Sorry for half message. I now have added the output from the run that I get int ".out" file:
Performing analysis using predicated lables, v1 approach :
[INFO] fit_SCGLUE: Pretraining SCGLUE model...
[INFO] autodevice: Using CPU as computation device.
[INFO] check_graph: Checking variable coverage...
[INFO] check_graph: Checking edge attributes...
[INFO] check_graph: Checking self-loops...
[INFO] check_graph: Checking graph symmetry...
[INFO] SCGLUEModel: Setting `graph_batch_size` = 39871
[INFO] SCGLUEModel: Setting `max_epochs` = 100
[INFO] SCGLUEModel: Setting `patience` = 9
[INFO] SCGLUEModel: Setting `reduce_lr_patience` = 5
[INFO] SCGLUETrainer: Using training directory: "glue/pretrain"
The error message in ".err" file. However, this could be the result of purposely killing the job
/software/miniconda/4.9.2/lib/python3.9/abc.py:98: FutureWarning: SparseDataset is deprecated and will be removed in late 2024. It has been replaced by the public classes CSRDataset and CSCDataset.
For instance checks, use `isinstance(X, (anndata.experimental.CSRDataset, anndata.experimental.CSCDataset))` instead.
For creation, use `anndata.experimental.sparse_dataset(X)` instead.
return _abc_instancecheck(cls, instance)
/home/p541i/DATA/packages/scglue/lib/python3.9/site-packages/torch/optim/lr_scheduler.py:28: UserWarning: The verbose parameter is deprecated.
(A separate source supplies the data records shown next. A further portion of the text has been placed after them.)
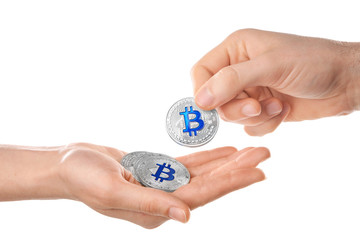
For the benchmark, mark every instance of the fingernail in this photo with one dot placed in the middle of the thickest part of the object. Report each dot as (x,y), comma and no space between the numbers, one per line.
(177,214)
(250,110)
(273,108)
(204,98)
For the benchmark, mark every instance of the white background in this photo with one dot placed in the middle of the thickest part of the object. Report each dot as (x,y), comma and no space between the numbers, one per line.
(106,72)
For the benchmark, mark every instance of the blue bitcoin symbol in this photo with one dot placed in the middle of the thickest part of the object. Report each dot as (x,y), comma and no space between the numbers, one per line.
(160,170)
(188,120)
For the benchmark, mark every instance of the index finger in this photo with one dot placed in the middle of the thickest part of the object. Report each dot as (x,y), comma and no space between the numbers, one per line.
(228,52)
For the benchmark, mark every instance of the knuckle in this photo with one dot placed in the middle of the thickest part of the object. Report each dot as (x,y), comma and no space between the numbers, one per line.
(229,75)
(251,131)
(241,33)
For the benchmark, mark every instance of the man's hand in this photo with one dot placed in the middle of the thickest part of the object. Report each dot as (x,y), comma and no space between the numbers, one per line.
(259,79)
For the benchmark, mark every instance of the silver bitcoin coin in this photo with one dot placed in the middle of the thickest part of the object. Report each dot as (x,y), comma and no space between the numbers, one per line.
(190,126)
(156,170)
(129,161)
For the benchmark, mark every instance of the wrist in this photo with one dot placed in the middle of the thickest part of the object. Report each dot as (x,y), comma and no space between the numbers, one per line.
(30,173)
(353,86)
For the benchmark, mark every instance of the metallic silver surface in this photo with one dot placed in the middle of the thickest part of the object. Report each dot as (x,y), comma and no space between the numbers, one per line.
(188,135)
(156,170)
(171,177)
(130,160)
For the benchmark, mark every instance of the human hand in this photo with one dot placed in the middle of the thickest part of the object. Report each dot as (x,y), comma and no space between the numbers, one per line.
(259,79)
(92,174)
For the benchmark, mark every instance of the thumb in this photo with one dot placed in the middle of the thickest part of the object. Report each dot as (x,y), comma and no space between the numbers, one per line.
(227,83)
(151,201)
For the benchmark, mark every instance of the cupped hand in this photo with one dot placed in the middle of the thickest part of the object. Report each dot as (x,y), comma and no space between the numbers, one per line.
(92,174)
(259,79)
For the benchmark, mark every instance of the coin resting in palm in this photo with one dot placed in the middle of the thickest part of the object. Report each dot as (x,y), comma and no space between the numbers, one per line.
(156,170)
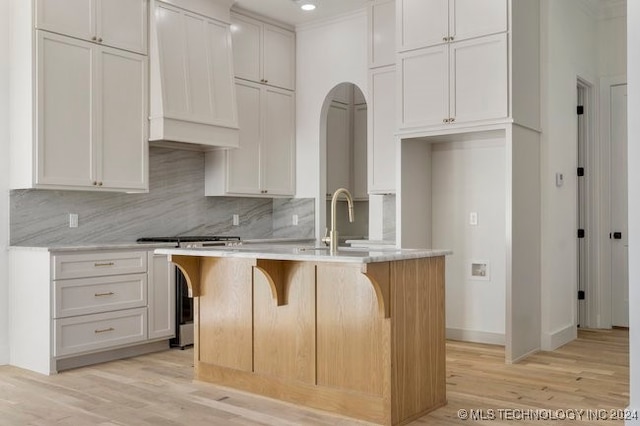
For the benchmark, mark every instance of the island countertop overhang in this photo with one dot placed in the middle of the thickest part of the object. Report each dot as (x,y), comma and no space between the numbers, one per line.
(307,253)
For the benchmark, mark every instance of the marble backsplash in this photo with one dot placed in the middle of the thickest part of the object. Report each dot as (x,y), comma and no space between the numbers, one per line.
(174,205)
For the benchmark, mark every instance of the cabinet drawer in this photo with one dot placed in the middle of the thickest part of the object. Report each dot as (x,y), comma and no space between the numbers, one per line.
(94,295)
(86,265)
(100,331)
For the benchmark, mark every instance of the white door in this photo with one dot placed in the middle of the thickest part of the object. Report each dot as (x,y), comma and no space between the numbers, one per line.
(71,17)
(479,79)
(246,34)
(381,131)
(473,18)
(424,87)
(244,162)
(122,117)
(65,132)
(279,57)
(122,24)
(424,23)
(619,220)
(278,142)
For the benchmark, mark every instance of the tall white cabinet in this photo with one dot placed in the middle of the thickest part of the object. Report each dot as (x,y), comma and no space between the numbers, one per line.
(79,105)
(468,77)
(264,163)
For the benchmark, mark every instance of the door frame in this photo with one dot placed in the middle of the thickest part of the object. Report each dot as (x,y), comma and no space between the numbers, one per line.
(601,312)
(590,203)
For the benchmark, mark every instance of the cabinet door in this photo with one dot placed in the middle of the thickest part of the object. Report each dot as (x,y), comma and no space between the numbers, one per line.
(221,81)
(422,23)
(172,55)
(278,148)
(424,83)
(279,57)
(122,120)
(473,18)
(338,148)
(382,128)
(122,24)
(360,152)
(70,17)
(246,35)
(382,34)
(243,166)
(162,297)
(479,82)
(65,106)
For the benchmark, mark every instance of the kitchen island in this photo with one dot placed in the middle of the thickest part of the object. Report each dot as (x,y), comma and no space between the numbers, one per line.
(360,333)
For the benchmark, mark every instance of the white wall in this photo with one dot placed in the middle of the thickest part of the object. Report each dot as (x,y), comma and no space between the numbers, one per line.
(568,41)
(633,73)
(4,178)
(470,177)
(327,54)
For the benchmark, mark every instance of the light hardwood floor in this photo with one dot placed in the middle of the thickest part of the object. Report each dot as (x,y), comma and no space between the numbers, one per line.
(589,373)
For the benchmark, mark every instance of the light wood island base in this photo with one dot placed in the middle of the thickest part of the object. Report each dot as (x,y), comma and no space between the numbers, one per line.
(362,340)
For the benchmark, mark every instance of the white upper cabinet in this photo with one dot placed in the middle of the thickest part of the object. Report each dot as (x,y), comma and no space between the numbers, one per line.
(426,23)
(453,62)
(116,23)
(79,106)
(382,33)
(262,52)
(263,164)
(381,152)
(192,94)
(91,106)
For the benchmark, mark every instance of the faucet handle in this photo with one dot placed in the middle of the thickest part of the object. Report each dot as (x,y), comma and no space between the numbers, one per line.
(326,239)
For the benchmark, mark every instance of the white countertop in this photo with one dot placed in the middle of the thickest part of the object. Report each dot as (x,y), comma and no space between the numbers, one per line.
(302,252)
(94,246)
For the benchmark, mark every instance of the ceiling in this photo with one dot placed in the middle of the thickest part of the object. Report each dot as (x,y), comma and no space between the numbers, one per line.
(288,11)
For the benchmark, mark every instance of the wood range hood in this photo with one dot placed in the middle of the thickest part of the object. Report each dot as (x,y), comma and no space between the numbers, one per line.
(192,91)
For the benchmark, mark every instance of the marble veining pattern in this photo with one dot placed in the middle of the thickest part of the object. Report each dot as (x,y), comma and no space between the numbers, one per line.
(175,205)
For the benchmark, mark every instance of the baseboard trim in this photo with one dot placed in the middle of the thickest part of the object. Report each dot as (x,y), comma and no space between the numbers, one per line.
(111,355)
(475,336)
(560,337)
(4,354)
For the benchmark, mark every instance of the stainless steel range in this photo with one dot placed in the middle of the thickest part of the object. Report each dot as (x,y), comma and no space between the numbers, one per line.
(184,303)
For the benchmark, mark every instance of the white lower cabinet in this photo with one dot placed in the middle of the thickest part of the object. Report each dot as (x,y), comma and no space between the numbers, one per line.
(102,305)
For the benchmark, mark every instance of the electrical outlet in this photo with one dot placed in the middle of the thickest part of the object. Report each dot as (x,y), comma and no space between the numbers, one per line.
(473,218)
Please use get_last_lr() to access the learning rate.
warnings.warn("The verbose parameter is deprecated. Please use get_last_lr() "
/software/miniconda/4.9.2/lib/python3.9/abc.py:98: FutureWarning: SparseDataset is deprecated and will be removed in late 2024. It has been replaced by the public classes CSRDataset and CSCDataset.
For instance checks, use `isinstance(X, (anndata.experimental.CSRDataset, anndata.experimental.CSCDataset))` instead.
For creation, use `anndata.experimental.sparse_dataset(X)` instead.
return _abc_instancecheck(cls, instance)
Exception in thread Thread-1:
Traceback (most recent call last):
File "/software/miniconda/4.9.2/lib/python3.9/threading.py", line 954, in _bootstrap_inner
self.run()
File "/home/p541i/DATA/packages/scglue/lib/python3.9/site-packages/tensorboardX/event_file_writer.py", line 219, in run
self._record_writer.flush()
File "/home/p541i/DATA/packages/scglue/lib/python3.9/site-packages/tensorboardX/event_file_writer.py", line 69, in flush
self._py_recordio_writer.flush()
File "/home/p541i/DATA/packages/scglue/lib/python3.9/site-packages/tensorboardX/record_writer.py", line 193, in flush
self._writer.flush()
OSError: [Errno 116] Stale file handle
Terminated
Hi @piyushjo15. Thank you for your interest in GLUE! Did you forget to append the messages you get?
Hi @Jeff1995 I just want to follow up with this.
Sorry for the late reply. The output does not show anything strange other than the tensorboard log writer getting a stale file handle. Did you try specifying different log directories when training the models? This can be done via the fit_kws
argument in fit_SCGLUE
:
scglue.models.fit_SCGLUE(..., fit_kws={"directory": "/path/to/directory"})
Thank you so much for your suggestion. Indeed this small silly problem was the root of the issue. It works fine now.